New research suggests that perhaps we shouldn’t be looking for reasons in the potential mother’s health but instead should be looking into the father and his sperm. A study carried out by researchers from Imperial College London investigated the sperm quality in around fifty men whose partners had suffered three or more ‘recurring’ miscarriages. Their findings were published in the journal Clinical Chemistry and showed that compared to men whose partners had not experienced miscarriages, the sperm of those in the study had much more DNA damage.

DNA damage could have something to do with the reoccurring miscarriages. Sperm health, while not considered much in the past really, might be the driving force behind a lot of miscarriages. Considering the sperm from those who had reoccurring miscarriages held twice as much DNA damage as the control group, something is clearly up.

Dr. Channa Jayasena lead author on this study told Science Daily as follows:

“Traditionally doctors have focused attention on women when looking for the causes of recurrent miscarriages. The men’s health — and the health of their sperm, wasn’t analyzed.”

“However, this research adds to a growing body of evidence that suggests sperm health dictates the health of a pregnancy. For instance, previous research suggests sperm has an important role in the formation of the placenta, which is crucial for oxygen and nutrient supply to the fetus.”

“Although none of the men in the trial had any ongoing infection such as chlamydia — which we know can affect sperm health — it is possible there may be other bacteria from previous infections lingering in the prostate gland, which makes semen. This may lead to permanently high levels of reactive oxygen species.”

“Although this is a small study, it gives us clues to follow. If we confirm in further work that high levels of reactive oxygen species in semen increase the risk of miscarriage, we could try to develop treatments that lower these levels and increase the chance of a healthy pregnancy.”

“It has taken medicine a long time to realize sperm health has a role to play in miscarriage — and that the cause doesn’t lie solely with women. Now we realize both partners contribute to recurrent miscarriage, we can hopefully get a clearer picture of the problem and start to look for ways of ensuring more pregnancies result in a healthy baby.”

It is also important to note that a lot of miscarriages come from chromosome problems. Because we get half of our chromosomes from our mothers and half from our fathers, it is very possible that the abnormalities could be coming from a potential father and thus in the long-term inducing a miscarriage.
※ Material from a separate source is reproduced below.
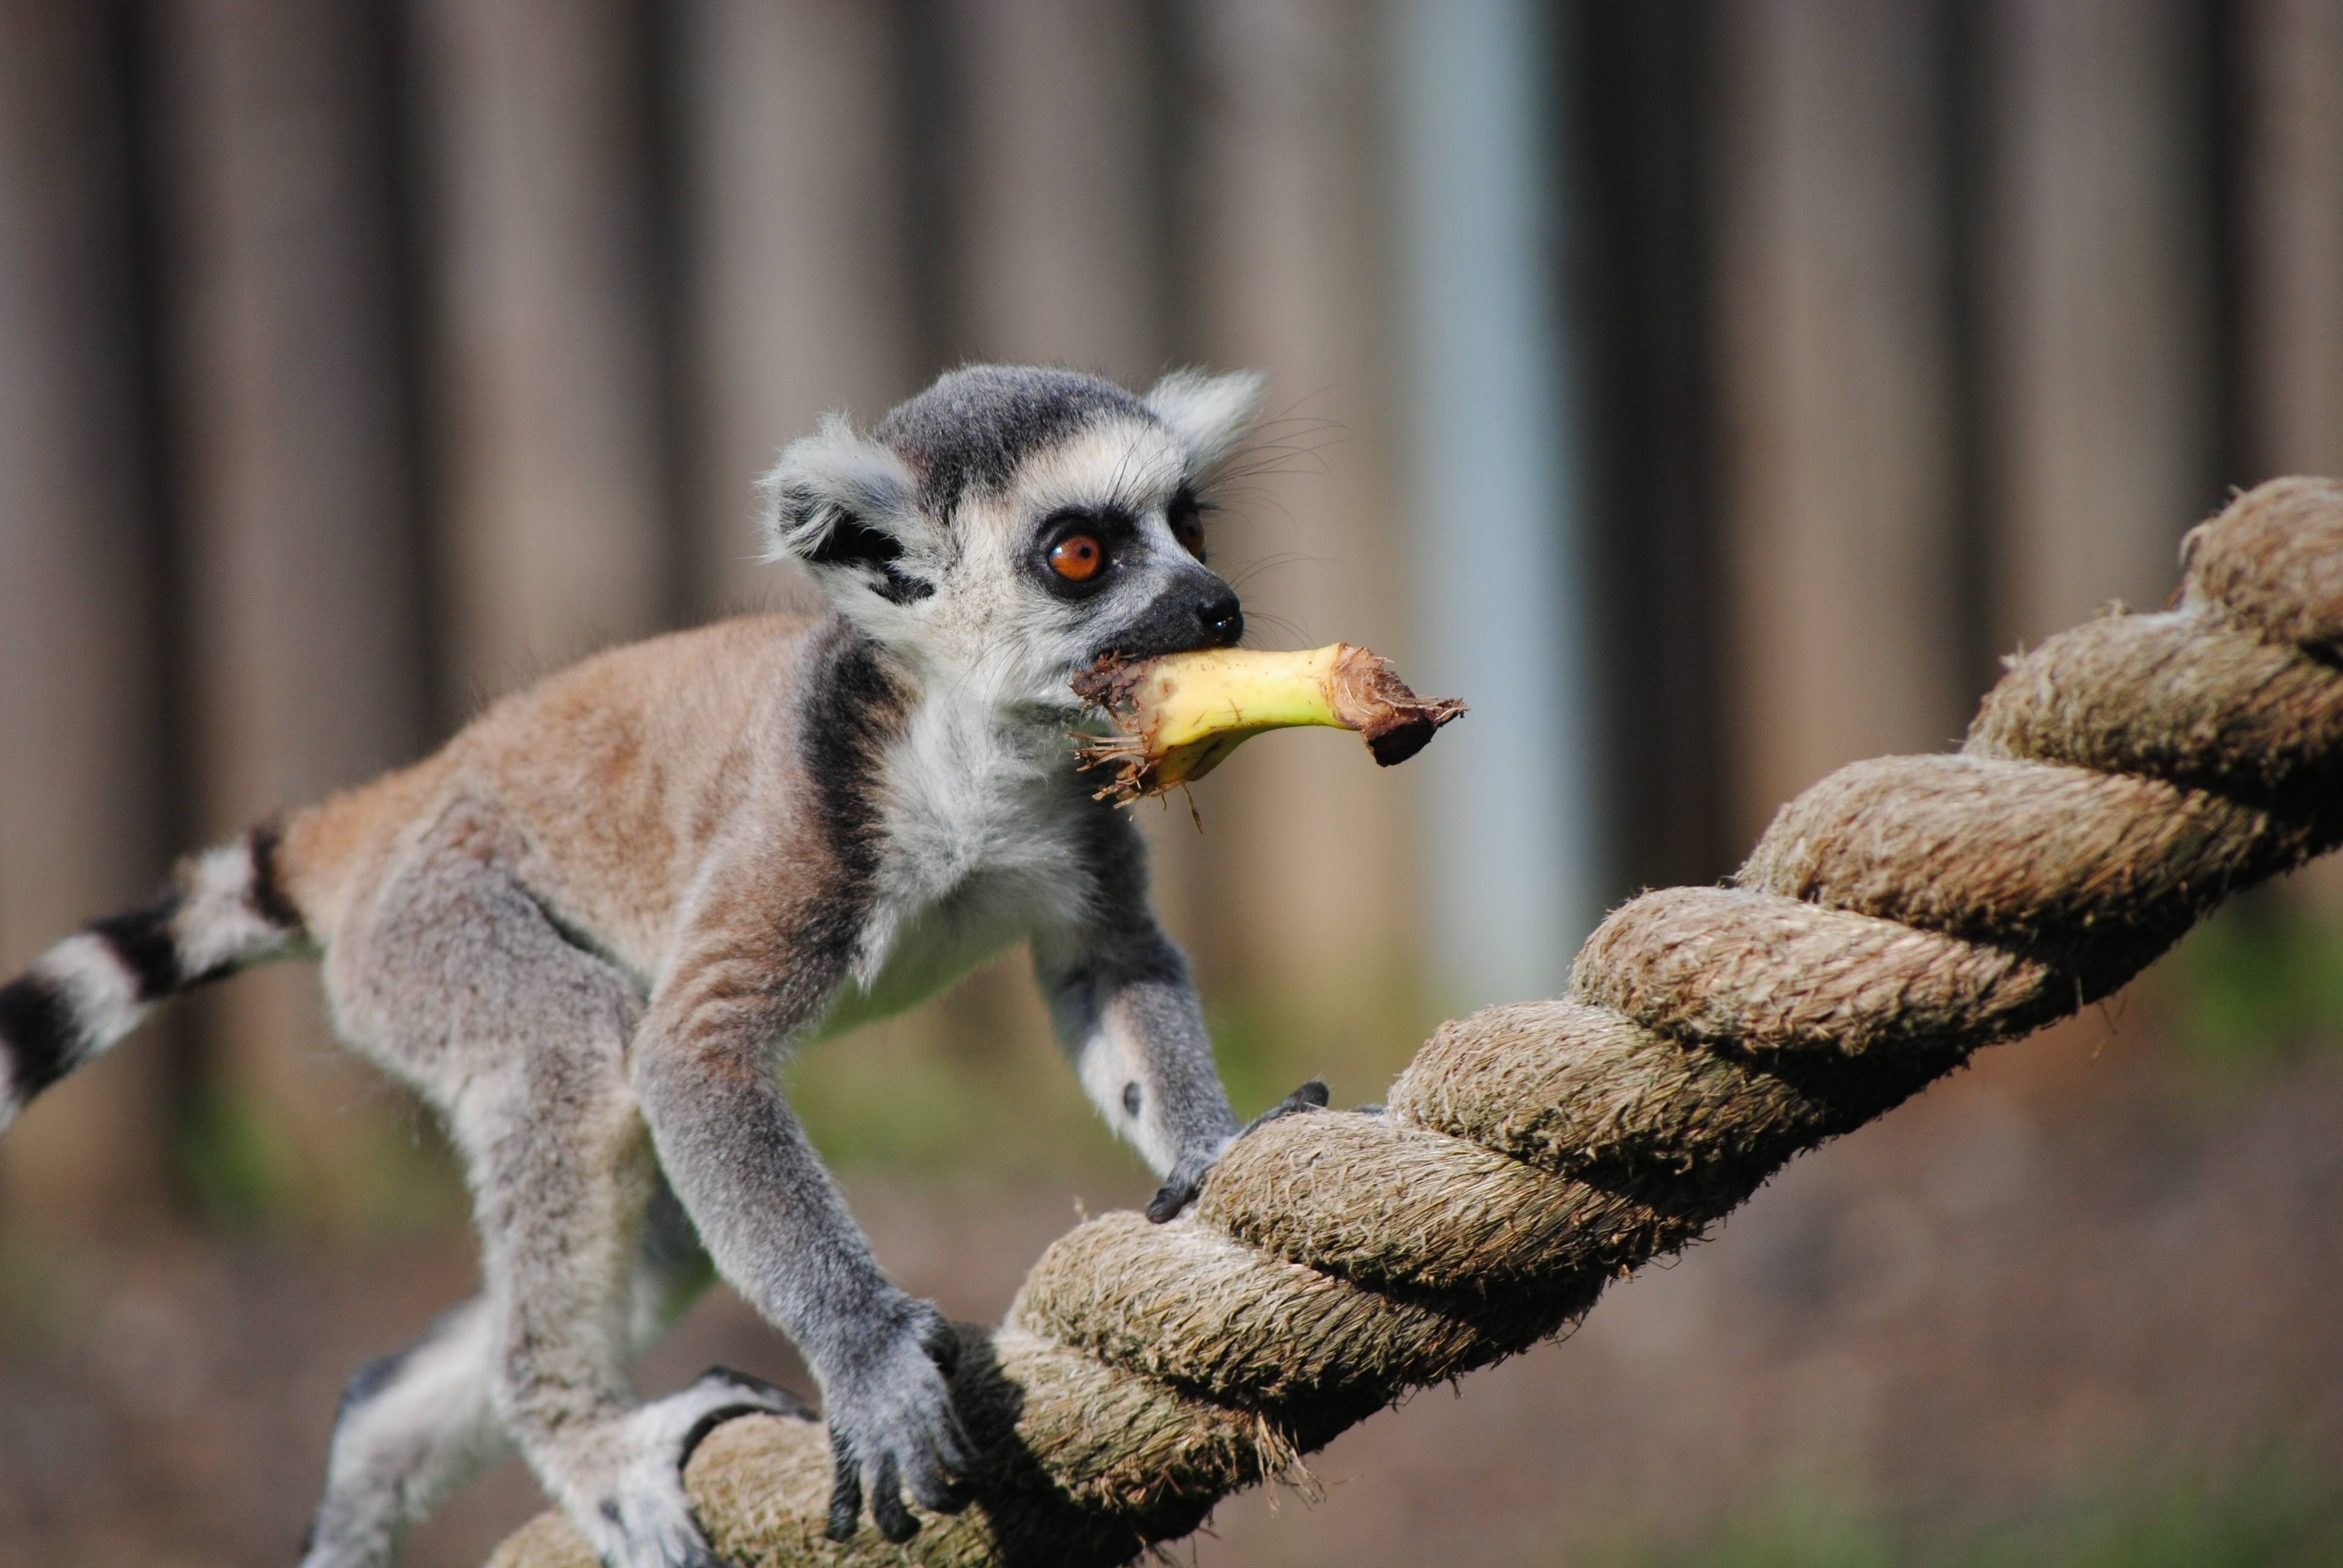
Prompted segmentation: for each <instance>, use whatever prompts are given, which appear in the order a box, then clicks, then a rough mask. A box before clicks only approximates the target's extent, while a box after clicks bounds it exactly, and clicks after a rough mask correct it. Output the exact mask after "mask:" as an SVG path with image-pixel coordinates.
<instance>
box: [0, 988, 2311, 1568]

Sperm testing is something that a lot of people should be considering when it comes to really trying for a baby. This being especially if they’re struggling to conceive or having issues with miscarriages. It should also be mentioned that the DNA damages sperm they found also showed RPL impairment and increased levels of semen ROS. These increased levels of ROS or reactive oxygen species are produced naturally but in excess can damage sperm cells as well as their DNA according to The Conversation.

While it might not be something many have taken into consideration in the past now is the time to place focus in more of the right areas. What do you think about all of this?